Hat tip: Instapundit.
His research has revealed three distinct types of housing markets--and only one of the three shows real signs of distress. Even then, that distress is only in a limited number of areas.
The first type of market behaves the way markets are supposed to behave, with smooth adjustments between supply and demand. When prices rose in places such as Dallas and Charlotte, builders constructed new houses. When prices softened, builders stopped. "Prices in these markets rose gradually," Zywicki says, "and now they're settling back to earth. There hasn't been any tragedy."
The second type of market, which appears in New York, Boston, San Francisco and Washington, D.C., demonstrates a long history of price volatility. "The housing stock in these markets is constrained," Zywicki says, "either by geography--San Francisco is surrounded on three sides by water, for example--or land use controls." When demand in such a market increases, prices soar. And when demand weakens, prices plummet.
"But the people who live in these markets expect big price swings," Zywicki says. "They've learned to live with them. They're holding onto their homes because they're confident prices will eventually recover. Again, there hasn't been any tragedy."

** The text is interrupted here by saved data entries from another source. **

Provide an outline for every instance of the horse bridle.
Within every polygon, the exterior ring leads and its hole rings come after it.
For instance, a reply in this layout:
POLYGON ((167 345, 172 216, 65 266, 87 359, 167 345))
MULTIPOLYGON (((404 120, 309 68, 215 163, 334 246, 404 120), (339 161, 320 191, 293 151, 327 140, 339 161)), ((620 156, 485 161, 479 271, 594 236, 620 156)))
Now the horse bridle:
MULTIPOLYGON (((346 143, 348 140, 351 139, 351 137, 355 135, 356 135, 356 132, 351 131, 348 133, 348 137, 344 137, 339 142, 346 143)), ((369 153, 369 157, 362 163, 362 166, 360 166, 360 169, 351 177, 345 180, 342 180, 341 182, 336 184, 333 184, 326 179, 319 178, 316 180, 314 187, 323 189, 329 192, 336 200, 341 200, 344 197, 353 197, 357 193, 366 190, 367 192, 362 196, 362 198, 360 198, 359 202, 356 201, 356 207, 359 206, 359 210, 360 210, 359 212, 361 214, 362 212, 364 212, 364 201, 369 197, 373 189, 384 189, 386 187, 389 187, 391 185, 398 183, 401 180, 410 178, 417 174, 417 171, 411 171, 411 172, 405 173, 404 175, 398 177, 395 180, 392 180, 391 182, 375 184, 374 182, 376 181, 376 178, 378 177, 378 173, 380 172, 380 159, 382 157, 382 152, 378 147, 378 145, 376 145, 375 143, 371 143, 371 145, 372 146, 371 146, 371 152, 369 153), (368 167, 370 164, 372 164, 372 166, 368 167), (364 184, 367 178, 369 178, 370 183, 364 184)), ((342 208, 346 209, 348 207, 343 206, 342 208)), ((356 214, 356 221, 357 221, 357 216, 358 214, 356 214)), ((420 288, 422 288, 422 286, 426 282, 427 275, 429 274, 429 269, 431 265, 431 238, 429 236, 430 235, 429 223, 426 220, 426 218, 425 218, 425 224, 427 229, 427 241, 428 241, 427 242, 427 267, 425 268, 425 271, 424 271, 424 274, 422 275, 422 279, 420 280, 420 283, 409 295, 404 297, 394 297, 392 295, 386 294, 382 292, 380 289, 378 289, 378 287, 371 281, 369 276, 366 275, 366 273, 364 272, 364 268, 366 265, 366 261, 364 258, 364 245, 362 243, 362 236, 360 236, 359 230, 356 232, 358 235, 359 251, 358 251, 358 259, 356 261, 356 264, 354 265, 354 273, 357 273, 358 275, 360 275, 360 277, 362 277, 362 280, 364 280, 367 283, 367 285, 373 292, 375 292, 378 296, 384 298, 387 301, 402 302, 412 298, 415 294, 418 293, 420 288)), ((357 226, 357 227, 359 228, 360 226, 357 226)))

The third type of market displays both the ability to expand the supply of houses that characterizes the first type of market and the price swings that characterize the second type. "Type three markets," Zywicki says, "are concentrated in the Sun Belt. Ordinary investors seem to have calculated that a lot of people would either retire or buy second homes in these places. And when prices went up, speculators moved in. Pure bubbles developed."
In type three markets, hundreds of thousands of new homes went up. This oversupply will now keep prices low for years. "Las Vegas, Phoenix, Tampa--those are the places you'll find the tragedies," Zywicki says.
What to do about housing? So far, Obama's economic policy have been to reward people/companies with poor judgment by bailing them out using money taxed from those with good judgment. Time will tell how well this plan works.